On Nov. 17, 2010, Eric Opiela sent an email to Gerard Interiano. A Texas Republican Party associate general counsel, Opiela served at that time as a campaign adviser to the state’s speaker of the House Joe Straus, R-San Antonio; he was about to become the man who state lawmakers understood spoke “on behalf of the Republican Congressmen from Texas,” according to minority voting-rights plaintiffs, who have sued Texas for discriminating against them. A few weeks before receiving Opiela’s email, Interiano had started as counsel to Straus’ office.

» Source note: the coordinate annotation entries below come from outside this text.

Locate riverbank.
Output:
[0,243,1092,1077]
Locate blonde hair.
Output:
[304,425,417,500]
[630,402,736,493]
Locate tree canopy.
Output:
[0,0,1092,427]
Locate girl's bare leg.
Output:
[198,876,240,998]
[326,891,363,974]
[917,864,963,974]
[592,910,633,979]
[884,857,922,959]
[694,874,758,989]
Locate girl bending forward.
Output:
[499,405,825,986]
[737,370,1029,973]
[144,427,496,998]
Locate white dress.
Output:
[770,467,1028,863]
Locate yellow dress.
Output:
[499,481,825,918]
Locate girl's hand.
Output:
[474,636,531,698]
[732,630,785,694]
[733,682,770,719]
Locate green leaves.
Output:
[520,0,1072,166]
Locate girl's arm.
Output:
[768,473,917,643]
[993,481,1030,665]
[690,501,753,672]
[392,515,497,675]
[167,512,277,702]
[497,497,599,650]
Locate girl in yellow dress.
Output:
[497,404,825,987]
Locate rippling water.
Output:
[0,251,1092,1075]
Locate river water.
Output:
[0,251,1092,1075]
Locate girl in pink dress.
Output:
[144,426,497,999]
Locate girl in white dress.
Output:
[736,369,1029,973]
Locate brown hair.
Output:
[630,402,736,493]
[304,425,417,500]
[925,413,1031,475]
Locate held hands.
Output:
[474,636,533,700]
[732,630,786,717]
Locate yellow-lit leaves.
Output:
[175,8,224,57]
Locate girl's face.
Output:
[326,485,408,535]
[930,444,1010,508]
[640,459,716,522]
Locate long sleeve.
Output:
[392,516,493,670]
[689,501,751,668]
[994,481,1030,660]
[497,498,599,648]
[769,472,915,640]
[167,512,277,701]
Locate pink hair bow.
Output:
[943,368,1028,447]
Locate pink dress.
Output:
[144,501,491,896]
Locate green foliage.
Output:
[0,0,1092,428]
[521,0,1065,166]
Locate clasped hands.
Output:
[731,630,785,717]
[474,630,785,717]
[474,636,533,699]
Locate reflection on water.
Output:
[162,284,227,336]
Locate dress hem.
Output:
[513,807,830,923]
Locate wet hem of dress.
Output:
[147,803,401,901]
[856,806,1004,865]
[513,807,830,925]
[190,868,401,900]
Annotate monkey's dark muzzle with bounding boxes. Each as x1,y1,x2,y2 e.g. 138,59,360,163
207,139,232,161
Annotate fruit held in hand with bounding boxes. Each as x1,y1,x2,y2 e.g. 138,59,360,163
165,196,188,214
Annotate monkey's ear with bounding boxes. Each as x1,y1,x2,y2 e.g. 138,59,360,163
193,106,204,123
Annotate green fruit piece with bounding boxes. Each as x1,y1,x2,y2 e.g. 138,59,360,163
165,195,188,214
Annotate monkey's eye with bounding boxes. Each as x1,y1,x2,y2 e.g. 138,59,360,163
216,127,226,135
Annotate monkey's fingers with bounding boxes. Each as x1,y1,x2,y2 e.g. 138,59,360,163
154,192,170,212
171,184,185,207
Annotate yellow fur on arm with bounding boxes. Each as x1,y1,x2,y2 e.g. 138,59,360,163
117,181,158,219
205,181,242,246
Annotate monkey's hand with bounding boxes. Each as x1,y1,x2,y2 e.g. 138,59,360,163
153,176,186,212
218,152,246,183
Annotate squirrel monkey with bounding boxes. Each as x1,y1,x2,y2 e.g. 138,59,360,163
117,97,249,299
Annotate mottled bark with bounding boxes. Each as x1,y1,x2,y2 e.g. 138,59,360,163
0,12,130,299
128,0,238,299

He was preparing to assume top responsibility for redrawing the state’s political maps; he would become the “one person” on whom the state’s redistricting “credibility rests,” according to Texas’ brief in voting-rights litigation.
In the Nov. 17, 2010, email, Opelia asked Interiano to look for specific data about Hispanic populations and voting patterns. “These metrics would be useful to identify the ‘nudge factor’ by which one can analyze which census blocks, when added to a particular district [they] help pull the district’s Total Hispanic pop … to majority status, but leave the Spanish surname RV [registered voters] and TO [turnout] the lowest,” Opiela writes to the mapmaker. Interiano responded two days later: “I will gladly help with this Eric but you’re going to have to explain to me in layman’s terms.”
Two years and seven months after that email exchange — and one year ago on June 25, 2013 — the U.S. Supreme Court issued a 5-4 ruling in Shelby County v. Holder,which struck down a provision of the Voting Rights Act of 1965 that had allowed the federal government to “pre-clear” redistricting maps proposed by Texas and other states with a history of discriminating against minority voters.